Now you have built a simple but dynamic model using best practices that automaticallycalculates gross and operating margins as you change assumptions. This is one of manymodels that can help you set goals and make decisions for your company.

I'm an expert in financial modeling, possessing a deep understanding of the concepts and best practices involved in constructing robust financial models. My expertise is grounded in hands-on experience, having developed and utilized various financial models in diverse contexts. Let's delve into the key concepts discussed in the article about financial modeling:

  1. Financial Modeling Overview: Financial modeling is a crucial tool for predicting likely financial outcomes based on historical performance and assumptions about future variables. It involves using a company's financial statements to simulate how those statements may look in the future.

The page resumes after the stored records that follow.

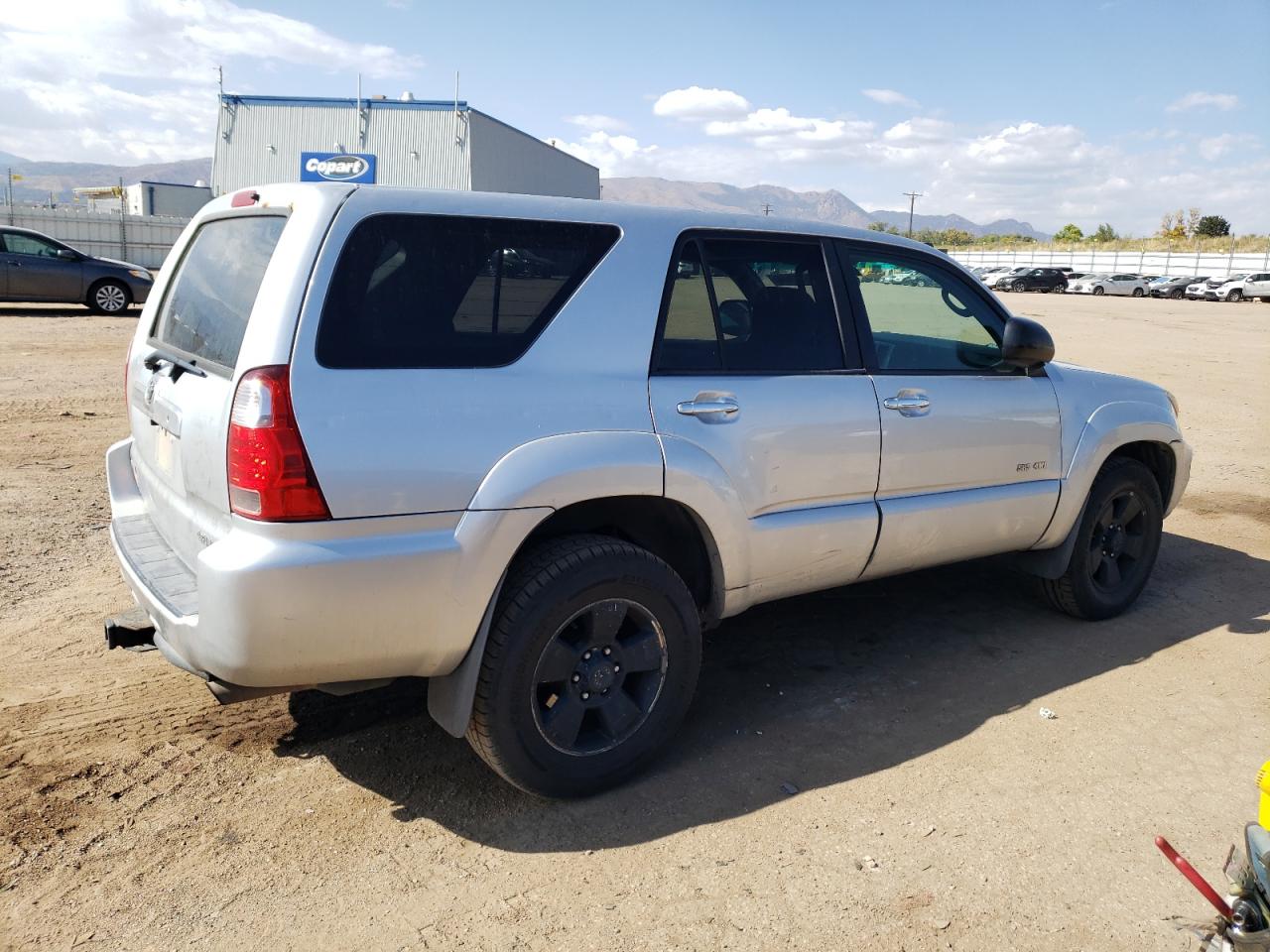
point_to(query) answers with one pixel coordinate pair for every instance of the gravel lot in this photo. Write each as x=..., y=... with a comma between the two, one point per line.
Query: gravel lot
x=935, y=809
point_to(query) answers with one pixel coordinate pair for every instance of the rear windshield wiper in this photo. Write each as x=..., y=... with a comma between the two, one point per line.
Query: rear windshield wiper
x=180, y=365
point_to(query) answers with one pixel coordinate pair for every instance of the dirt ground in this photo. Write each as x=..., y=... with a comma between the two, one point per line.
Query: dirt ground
x=935, y=809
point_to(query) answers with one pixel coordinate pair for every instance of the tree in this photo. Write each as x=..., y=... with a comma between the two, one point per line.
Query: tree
x=1173, y=226
x=1211, y=226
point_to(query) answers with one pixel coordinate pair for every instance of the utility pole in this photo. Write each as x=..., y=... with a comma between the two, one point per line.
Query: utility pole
x=912, y=200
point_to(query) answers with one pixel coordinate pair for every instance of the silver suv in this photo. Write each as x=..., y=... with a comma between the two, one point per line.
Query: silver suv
x=530, y=448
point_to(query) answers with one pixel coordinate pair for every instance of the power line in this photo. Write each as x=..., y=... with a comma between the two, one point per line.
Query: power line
x=912, y=200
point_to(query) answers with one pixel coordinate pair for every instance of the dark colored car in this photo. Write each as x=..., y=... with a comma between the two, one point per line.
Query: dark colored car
x=1037, y=280
x=1174, y=287
x=35, y=267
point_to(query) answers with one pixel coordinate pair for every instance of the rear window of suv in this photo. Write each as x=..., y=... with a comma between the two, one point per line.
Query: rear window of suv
x=207, y=304
x=423, y=291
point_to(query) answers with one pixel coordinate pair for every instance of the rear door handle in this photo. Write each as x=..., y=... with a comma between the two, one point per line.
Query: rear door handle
x=725, y=407
x=908, y=404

  2. Types of Financial Models:

    • Three-Statement Model: Basic variation using income statement, balance sheet, and cash flow statement.
    • Discounted Cash Flow (DCF) Model: Used for valuation by predicting future performance and determining the current value of a company or project.
  3. Uses of Financial Models: Financial models find applications in various areas such as:

    • Valuations and raising capital.
    • Budgeting and forecasting.
    • Measuring outcomes of management decisions.
    • Credit analysis.
  4. Importance of Financial Models: Financial models are essential for assessing performance, expressing projected outcomes, and providing effective financial statements crucial for investor pitches, securing loans, or calculating insurance needs.

  5. Users of Financial Models: Professionals in business development, accounting, financial planning and analysis (FP&A), equity research, private equity, and investment banking frequently use financial models in their roles.

  6. Examples of Financial Models:

    • Three-Statement Model: Projects financial statements into the future.
    • Discounted Cash Flow Model: Determines the valuation of a company or project.
  7. Financial Modeling Best Practices:

    • Models should be easy to read, accurate, and well-matched to their purpose.
    • Follow industry standards for formatting, including color coding.
    • Formulas should be simple, and assumptions should not be embedded in them.
    • Thoroughly check numbers and formulas.
  8. Building a Financial Model - Basic Steps:

    • Create a new spreadsheet with assumptions.
    • Label rows with relevant metrics.
    • Fill in values with assumptions.
    • Freeze panes for readability.
    • Calculate projections for income statement, including net revenue, COGS, and operating expenses.
    • Calculate gross profit and operating income.
    • Determine margins.
  9. Dynamic Model Example:

    • Illustrated with a bakery acquiring a candy company, demonstrating a complex financial model for mergers and acquisitions.

This article emphasizes the importance of financial modeling, its diverse applications, and provides practical guidance on building effective financial models following industry best practices.